Ce samedi 18 juillet 2026, la ministre nord-coréenne des Affaires étrangères, Choe Son Hui, a entamé une visite officielle en Russie, sur invitation de son homologue Sergueï Lavrov. Cette rencontre s’inscrit dans un contexte où les deux pays renforcent leurs liens, notamment depuis le début de l’offensive russe en Ukraine.
EN BREF
- Choe Son Hui, ministre nord-coréenne, visite la Russie pour renforcer les liens bilatéraux.
- Huit personnes ont été tuées en Russie lors d’une attaque de drones ukrainienne.
- Le gouvernement botswanais dénonce le recrutement trompeur de ses ressortissants pour combattre en Ukraine.
La visite de Choe Son Hui survient à un moment où la Corée du Nord et la Russie, bien que la Chine demeure le principal soutien économique de Pyongyang, cherchent à approfondir leurs relations. Ce rapprochement s’est intensifié depuis l’escalade du conflit en Ukraine, qui a débuté en 2022. En 2024, lors d’une rencontre entre le président russe Vladimir Poutine et son homologue nord-coréen, un accord de défense avait été établi, marquant une étape significative dans leur collaboration.
En parallèle, la situation en Russie se détériore avec des attaques ukrainiennes. Récemment, un raid de drones a causé la mort de huit personnes, dont sept employés d’un centre logistique de Wildberries, entreprise de e-commerce. Cet incident a également fait plusieurs blessés, soulignant la vulnérabilité des infrastructures russes face à ces frappes.
Les autorités russes ont rapporté que le centre logistique touché à Kotovsk a été gravement endommagé, tandis qu’une autre attaque à Elektrostal a entraîné des pertes humaines et des blessures.
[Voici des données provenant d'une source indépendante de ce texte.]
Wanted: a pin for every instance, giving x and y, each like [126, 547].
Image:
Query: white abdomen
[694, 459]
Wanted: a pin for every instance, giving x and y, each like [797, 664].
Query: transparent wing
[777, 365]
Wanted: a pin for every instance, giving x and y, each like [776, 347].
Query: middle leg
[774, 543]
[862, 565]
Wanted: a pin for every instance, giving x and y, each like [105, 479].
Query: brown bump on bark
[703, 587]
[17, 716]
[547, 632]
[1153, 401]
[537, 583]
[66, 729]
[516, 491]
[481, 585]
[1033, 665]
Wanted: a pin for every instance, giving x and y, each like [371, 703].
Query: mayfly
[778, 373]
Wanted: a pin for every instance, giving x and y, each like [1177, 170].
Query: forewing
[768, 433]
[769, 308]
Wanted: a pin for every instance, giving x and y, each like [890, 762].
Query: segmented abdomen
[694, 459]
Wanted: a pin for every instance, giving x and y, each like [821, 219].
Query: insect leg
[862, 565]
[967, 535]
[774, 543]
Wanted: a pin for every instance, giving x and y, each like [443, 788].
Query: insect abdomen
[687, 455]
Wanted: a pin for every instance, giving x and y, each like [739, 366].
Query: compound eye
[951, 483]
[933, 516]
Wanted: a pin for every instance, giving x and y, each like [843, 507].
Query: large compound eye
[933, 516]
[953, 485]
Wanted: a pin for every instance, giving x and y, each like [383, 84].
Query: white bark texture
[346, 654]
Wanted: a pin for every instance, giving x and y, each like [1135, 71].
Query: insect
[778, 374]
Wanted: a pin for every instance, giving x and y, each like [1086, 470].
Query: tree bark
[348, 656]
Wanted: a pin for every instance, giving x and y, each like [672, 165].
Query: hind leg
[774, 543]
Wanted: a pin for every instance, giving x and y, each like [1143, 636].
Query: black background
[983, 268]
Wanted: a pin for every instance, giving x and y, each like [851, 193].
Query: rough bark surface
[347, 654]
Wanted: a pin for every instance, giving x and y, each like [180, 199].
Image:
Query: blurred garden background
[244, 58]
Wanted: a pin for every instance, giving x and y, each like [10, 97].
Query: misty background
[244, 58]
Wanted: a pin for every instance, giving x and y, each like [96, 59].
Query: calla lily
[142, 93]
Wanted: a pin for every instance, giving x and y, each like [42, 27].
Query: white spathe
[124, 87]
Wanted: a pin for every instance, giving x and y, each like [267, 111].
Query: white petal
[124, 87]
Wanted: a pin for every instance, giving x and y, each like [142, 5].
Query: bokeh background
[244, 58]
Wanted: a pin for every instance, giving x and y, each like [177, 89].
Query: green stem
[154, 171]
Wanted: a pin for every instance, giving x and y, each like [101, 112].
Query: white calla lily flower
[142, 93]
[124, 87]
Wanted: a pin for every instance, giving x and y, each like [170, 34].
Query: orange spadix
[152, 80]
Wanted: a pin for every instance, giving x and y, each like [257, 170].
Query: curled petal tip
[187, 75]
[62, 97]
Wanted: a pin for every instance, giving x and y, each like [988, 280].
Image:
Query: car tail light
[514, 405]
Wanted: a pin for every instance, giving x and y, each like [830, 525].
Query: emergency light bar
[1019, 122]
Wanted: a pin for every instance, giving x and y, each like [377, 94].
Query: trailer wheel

De plus, un incendie dans un dépôt de pétrole à Noginsk a nécessité l’évacuation d’une maternité voisine, témoignant de la gravité des conséquences de ces attaques.
Parallèlement, un autre sujet préoccupant émerge, celui du recrutement de citoyens botswanais par les forces russes. Le gouvernement du Botswana a exprimé son inquiétude face à un nombre croissant de jeunes de ce pays envoyés en Ukraine sous de faux prétextes. Des rapports indiquent que ces ressortissants, une fois en Russie, se retrouvent contraints de prendre part à des combats.
Le ministère botswanais des Relations internationales a déclaré que l’augmentation du nombre de ressortissants recrutés par tromperie est alarmante. Les témoignages de Botswanais sur le front décrivent des conditions de vie extrêmement difficiles, ce qui soulève des questions sur le traitement des soldats étrangers dans le cadre de la guerre en Ukraine.
En décembre dernier, le gouvernement botswanais avait déjà mentionné que deux jeunes de leur pays pourraient avoir été recrutés. De plus, un collectif dénommé « All Eyes on Wagner » a révélé que plus de 1 400 Africains avaient été enrôlés par la Russie entre janvier 2023 et septembre 2025 pour combattre en Ukraine, avec un bilan tragique de plus de 300 décès.
Les principales nationalités parmi ces recrues viennent d’Égypte, du Cameroun et du Ghana, mais plusieurs pays de la région australe, dont le Botswana, rapportent également des cas similaires. Cette situation souligne les enjeux complexes du conflit actuel et les implications internationales du recrutement de combattants étrangers par la Russie.
La visite de Choe Son Hui et les informations sur le recrutement de Botswanas illustrent ainsi les nouvelles dynamiques géopolitiques qui se dessinent dans le cadre de ce conflit, où les alliances se forment et se renforcent dans un contexte de tensions croissantes.